Most exciting place/time period in the 18th century:
Revolutionary France in the 1790s was quite transformative for the world (but it would be exciting and terrifying in equal measure!).
Best online resource for 18th century:
I'm returning to scholarship after twenty years doing other things, so have been amazed by what is now available online. I tend to use OUP Academic Online most frequently.
Best book/history of 18th-century interest:
Gulliver's Travels. It really is a tale that keeps on giving! You can read it at different ages and stages of your life and always find something new or curious in its pages.
What eighteenth-century figure would you most like to have a drink with?
Maybe not Swift, I would feel a little intimidated by him! I do like the idea of chatting to William Wilberforce, who by all accounts was a thoroughly decent human.
What will you be talking about at the ECIS Annual Conference?
My doctoral thesis considers the inter-relationship between John Donne's and Jonathan Swift's sermonic and other writings through the conceptual lens of Christian charity.

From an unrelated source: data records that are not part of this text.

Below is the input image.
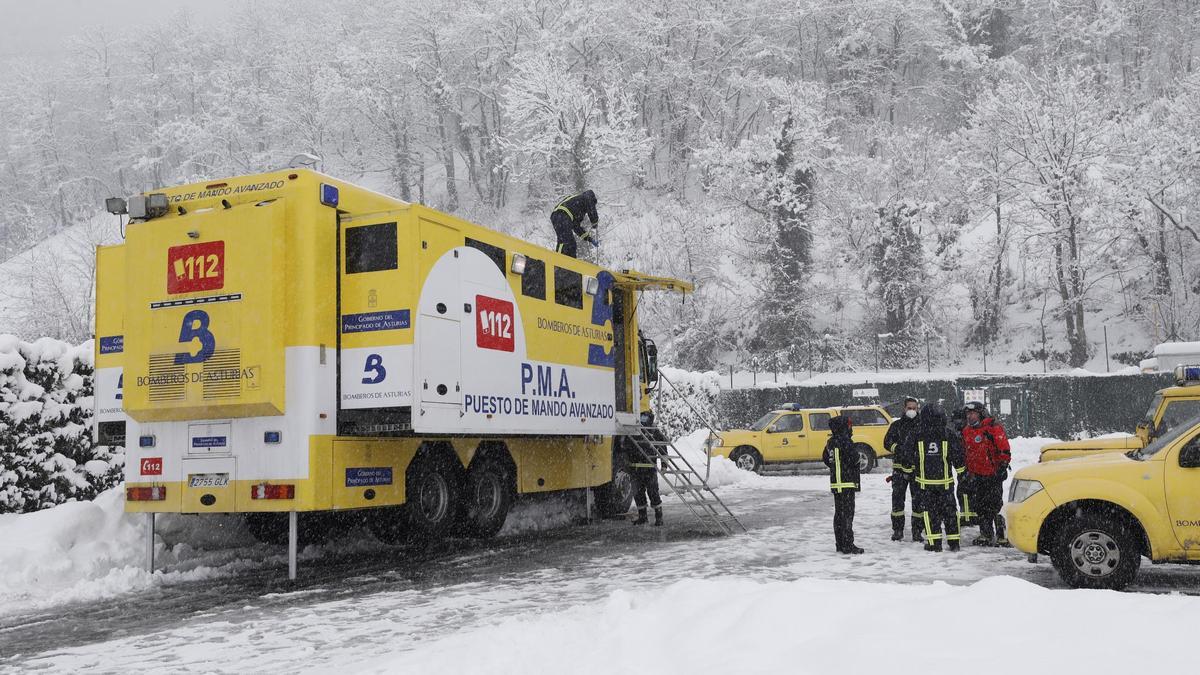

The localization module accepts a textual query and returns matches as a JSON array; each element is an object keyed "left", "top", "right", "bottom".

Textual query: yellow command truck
[
  {"left": 96, "top": 171, "right": 690, "bottom": 544},
  {"left": 1038, "top": 365, "right": 1200, "bottom": 461}
]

I view charity's presence and prominence in both Donne's and Swift's work―particularly in its adjectival form, 'charitable'―as suggestive of it being a perennial concept, recurrent in literature, which resists periodization. This is a different, if not wholly oppositional, perspective to that expressed in recent early modern scholarship, which has tended to emphasise charity's linguistic properties as a polysemic and evolving word.
At the upcoming ECIS conference, I will be focusing on Swift's understanding of charity in A Proposal for Giving Badges to Beggars. This text has at times been offered as proof of Swift holding beliefs that are the very antithesis of Christianity. However, Swift's views about the unsanctioned poor―beggars whom he perceives as lacking 'a proper Title to our Charity'―are actually similar in some surprising respects to those expressed by Donne, over a century before.
Whether Donne and Swift are exceptionally aligned on the specific issue of begging, or evince some broader, potentially unacknowledged continuity when it comes to the practice of charity, is a question that I am looking forward to exploring in Galway.